Epigenomics Research: Advancements, Strategies, and Multi-Omics Integration

Epigenomics: Overview and Technological Advancements

Epigenomics represents a comprehensive approach to studying epigenetic phenomena across the entire genome. This field extends beyond traditional epigenetics by examining regulatory mechanisms at a global scale, leveraging high-throughput technologies to generate genome-wide profiles of various epigenetic marks.

Fig. 1 Overview of epigenetic mechanisms. (Katja Kobow et L,.2020)

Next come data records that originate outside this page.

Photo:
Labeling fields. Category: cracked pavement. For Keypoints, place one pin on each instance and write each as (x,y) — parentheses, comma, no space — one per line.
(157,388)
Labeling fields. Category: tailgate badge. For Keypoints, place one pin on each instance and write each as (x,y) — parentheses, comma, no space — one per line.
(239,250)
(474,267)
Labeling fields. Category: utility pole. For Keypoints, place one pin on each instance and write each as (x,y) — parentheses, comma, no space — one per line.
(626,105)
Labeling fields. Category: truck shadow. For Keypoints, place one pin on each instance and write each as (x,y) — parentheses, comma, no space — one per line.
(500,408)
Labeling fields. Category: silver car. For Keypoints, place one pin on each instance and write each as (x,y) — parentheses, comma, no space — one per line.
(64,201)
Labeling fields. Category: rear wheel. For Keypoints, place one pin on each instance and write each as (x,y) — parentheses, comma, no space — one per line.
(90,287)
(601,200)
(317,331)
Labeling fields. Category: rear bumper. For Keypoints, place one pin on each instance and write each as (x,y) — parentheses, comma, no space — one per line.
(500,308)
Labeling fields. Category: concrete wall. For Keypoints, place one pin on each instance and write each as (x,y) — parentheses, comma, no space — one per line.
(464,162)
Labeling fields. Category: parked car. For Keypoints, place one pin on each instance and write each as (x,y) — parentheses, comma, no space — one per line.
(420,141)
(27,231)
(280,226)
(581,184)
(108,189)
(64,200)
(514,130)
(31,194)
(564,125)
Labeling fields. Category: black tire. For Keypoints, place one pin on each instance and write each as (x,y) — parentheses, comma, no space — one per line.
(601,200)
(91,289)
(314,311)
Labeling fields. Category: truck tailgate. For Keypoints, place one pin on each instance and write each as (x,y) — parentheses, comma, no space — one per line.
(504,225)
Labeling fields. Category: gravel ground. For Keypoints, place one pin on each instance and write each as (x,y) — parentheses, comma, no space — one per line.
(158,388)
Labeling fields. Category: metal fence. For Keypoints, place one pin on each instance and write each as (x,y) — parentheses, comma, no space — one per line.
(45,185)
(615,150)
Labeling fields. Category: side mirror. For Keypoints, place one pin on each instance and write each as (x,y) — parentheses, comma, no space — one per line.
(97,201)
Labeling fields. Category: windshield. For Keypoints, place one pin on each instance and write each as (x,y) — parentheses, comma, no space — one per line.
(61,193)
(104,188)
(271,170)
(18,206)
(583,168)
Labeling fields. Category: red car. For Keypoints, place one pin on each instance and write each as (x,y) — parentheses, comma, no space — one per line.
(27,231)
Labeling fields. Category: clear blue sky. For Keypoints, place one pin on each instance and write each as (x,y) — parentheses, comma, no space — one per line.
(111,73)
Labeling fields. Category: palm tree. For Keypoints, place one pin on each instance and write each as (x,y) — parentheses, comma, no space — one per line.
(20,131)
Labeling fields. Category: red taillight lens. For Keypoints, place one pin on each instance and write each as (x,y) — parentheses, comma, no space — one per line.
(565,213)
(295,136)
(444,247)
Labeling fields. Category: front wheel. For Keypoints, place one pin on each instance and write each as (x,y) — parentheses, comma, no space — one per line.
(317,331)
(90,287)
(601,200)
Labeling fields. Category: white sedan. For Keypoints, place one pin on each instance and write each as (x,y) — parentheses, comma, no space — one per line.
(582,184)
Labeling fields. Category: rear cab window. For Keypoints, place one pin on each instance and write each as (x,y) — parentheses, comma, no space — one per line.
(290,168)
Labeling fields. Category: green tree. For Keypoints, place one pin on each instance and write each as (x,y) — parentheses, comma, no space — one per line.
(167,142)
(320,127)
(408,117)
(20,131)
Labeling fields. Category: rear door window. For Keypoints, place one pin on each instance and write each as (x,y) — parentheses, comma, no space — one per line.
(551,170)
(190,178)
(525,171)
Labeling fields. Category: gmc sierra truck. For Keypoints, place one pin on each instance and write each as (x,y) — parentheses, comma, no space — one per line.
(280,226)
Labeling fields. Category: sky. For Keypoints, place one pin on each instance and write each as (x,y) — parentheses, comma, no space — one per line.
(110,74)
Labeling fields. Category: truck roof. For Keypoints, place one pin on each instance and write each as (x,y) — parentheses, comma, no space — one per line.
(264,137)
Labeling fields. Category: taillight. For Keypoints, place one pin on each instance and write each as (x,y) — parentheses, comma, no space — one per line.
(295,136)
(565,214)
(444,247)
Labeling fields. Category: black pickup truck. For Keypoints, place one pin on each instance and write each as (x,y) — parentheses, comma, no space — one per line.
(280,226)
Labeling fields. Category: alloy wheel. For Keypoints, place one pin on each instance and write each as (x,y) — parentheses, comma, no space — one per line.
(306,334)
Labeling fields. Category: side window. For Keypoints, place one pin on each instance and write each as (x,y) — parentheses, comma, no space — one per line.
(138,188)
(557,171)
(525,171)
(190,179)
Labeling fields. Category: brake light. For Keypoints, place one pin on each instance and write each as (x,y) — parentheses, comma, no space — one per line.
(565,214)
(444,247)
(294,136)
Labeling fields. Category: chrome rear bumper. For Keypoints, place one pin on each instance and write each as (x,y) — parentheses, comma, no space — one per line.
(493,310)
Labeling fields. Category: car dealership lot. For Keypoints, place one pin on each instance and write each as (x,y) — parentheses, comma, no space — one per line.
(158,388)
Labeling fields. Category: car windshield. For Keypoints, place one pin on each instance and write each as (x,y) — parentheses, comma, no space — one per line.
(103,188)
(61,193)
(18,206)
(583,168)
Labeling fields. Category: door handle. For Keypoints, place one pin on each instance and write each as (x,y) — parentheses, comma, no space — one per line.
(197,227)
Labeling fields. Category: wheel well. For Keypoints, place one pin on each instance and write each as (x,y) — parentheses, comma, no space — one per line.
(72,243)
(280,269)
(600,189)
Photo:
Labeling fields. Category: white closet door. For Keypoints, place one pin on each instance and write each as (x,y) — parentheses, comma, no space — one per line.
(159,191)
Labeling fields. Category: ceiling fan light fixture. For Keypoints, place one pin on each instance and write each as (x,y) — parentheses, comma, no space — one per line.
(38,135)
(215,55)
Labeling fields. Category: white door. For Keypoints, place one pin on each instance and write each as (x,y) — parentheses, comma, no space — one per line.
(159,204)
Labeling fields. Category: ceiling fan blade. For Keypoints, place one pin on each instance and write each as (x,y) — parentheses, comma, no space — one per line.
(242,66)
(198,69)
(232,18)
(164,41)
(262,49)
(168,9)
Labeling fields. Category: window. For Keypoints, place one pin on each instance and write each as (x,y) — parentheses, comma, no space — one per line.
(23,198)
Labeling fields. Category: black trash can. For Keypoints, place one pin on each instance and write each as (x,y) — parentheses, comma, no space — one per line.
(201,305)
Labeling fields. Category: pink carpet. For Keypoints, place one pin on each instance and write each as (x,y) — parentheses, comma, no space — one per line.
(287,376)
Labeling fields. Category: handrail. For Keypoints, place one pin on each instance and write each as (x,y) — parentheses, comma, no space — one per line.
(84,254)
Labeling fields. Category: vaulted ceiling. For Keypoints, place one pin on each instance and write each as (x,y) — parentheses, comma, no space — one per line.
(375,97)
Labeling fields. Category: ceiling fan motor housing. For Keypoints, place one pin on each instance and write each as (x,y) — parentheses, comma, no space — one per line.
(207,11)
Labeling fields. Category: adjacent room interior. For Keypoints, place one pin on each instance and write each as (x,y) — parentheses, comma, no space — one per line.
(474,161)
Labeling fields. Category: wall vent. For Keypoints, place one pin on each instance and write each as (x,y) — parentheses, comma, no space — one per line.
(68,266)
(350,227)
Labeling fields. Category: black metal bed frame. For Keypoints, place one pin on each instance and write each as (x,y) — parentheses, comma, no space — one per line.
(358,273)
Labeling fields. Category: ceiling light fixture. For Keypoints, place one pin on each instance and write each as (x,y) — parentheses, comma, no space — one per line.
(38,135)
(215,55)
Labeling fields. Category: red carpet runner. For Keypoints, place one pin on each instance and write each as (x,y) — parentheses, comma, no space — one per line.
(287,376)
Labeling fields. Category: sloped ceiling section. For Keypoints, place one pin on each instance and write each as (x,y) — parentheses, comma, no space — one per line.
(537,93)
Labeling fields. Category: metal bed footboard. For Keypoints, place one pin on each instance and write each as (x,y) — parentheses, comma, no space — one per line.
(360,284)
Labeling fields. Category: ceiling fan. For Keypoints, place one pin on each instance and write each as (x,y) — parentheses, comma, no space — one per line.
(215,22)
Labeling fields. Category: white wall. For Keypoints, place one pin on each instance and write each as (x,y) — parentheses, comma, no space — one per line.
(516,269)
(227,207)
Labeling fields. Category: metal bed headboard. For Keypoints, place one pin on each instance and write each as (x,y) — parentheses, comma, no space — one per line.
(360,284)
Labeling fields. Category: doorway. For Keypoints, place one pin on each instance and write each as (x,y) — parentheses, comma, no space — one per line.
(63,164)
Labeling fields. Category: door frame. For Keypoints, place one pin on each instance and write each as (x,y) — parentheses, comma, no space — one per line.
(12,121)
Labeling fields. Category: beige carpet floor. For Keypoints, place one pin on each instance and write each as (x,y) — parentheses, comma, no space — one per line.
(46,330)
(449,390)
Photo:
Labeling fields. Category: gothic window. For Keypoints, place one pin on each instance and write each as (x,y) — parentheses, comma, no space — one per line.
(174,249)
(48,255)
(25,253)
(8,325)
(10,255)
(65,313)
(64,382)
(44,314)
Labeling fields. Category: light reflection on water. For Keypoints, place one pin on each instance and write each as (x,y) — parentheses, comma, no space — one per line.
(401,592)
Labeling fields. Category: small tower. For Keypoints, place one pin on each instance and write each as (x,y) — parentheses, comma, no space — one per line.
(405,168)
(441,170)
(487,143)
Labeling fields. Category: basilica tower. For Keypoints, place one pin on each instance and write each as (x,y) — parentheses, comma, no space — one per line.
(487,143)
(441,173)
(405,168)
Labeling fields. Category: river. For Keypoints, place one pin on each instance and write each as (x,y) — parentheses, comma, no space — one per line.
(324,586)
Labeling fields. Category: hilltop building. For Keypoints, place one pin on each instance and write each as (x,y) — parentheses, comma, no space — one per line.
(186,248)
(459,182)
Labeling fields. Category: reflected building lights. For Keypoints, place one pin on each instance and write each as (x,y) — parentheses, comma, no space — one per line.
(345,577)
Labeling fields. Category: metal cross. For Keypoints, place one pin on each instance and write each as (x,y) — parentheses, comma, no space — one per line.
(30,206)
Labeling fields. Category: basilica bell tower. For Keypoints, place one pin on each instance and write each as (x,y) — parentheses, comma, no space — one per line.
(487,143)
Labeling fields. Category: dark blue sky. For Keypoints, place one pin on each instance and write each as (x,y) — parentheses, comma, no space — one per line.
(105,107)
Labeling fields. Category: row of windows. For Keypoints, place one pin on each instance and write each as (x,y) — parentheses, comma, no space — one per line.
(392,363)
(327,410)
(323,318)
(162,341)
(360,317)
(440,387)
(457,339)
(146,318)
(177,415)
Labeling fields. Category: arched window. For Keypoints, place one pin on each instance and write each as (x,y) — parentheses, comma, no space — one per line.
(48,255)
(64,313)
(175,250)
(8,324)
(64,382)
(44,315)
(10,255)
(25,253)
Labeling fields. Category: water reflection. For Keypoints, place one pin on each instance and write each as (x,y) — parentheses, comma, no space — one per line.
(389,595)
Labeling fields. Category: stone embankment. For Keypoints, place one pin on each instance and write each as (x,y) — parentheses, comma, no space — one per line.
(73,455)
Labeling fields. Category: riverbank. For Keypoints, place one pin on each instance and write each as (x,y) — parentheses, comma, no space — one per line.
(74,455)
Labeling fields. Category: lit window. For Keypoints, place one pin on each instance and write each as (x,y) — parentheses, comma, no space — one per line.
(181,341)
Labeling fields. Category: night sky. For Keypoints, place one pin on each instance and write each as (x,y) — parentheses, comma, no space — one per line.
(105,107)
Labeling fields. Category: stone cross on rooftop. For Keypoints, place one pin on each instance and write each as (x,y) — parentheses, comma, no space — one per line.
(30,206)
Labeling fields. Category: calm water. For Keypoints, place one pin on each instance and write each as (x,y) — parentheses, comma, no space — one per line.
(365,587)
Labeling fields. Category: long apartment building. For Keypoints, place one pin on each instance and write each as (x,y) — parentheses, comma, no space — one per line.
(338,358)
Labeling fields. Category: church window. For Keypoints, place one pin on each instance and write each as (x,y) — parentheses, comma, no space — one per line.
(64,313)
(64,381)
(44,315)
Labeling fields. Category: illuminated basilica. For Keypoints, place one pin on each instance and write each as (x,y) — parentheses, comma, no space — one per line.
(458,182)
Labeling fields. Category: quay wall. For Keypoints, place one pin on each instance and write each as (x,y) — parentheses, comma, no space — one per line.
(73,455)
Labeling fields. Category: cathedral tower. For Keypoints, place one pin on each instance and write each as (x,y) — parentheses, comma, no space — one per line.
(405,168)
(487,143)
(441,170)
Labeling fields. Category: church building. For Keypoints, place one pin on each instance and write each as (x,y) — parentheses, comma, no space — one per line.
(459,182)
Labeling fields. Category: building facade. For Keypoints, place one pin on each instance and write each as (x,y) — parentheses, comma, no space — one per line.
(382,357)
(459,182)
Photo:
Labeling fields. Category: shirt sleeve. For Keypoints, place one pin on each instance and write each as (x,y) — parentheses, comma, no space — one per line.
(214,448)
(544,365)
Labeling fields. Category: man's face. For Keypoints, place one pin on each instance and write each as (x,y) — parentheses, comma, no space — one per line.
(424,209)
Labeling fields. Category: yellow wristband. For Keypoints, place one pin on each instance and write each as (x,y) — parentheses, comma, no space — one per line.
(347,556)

Key areas of focus in epigenomics include:

Genome-wide DNA methylation patterns

Global histone modification landscapes

Chromatin accessibility profiles

Non-coding RNA distributions

RNA modification levels

Multi-dimensional regulatory mechanisms at the translational level

Recent advancements in epigenomics have been driven by four main areas:

Technological innovations

Exploration of novel epigenetic concepts

New biological applications

Investigation of established molecular mechanisms and pathways

Emerging Technologies and Concepts

Several cutting-edge technologies and concepts are shaping the field of epigenomics:

HiChIP: A method combining chromatin immunoprecipitation with proximity ligation to map protein-centric chromatin interactions

CUT&Tag: A technique for efficient profiling of chromatin proteins, histone modifications, and nucleosomes in low cell numbers

ARTR-seq/LACE-seq: Novel approaches for mapping RNA-chromatin interactions

Active Ribo-seq: A method for profiling actively translating ribosomes

Single-Cell Hi-C: Technique for analyzing 3D genome organization at the single-cell level

Novel Epigenetic Concepts

Researchers are exploring new epigenetic phenomena, including:

Histone lactylation

Super-enhancers

G-quadruplex structures

R-loops

Novel DNA/RNA/protein modifications

Biological Applications and Mechanistic Studies

Epigenomics is providing insights into various biological processes and disease mechanisms:

DNA repair and chemotherapy resistance in relation to histone lactylation

Memory T cell formation involving novel histone demethylases

Transgenerational inheritance mediated by DNA methylation

Gene therapy approaches targeting R-loops

Mechanistic studies are uncovering complex regulatory pathways, such as:

Histone lactylation's influence on the Warburg effect via KRAS

Super-enhancer regulation of METTL3 and its impact on EGFR m6A modification

FTO-mediated m6A modification of HIF1A and its effects on translation

These advancements in epigenomics are providing a more nuanced understanding of gene regulation and cellular function, with potential implications for disease treatment and personalized medicine.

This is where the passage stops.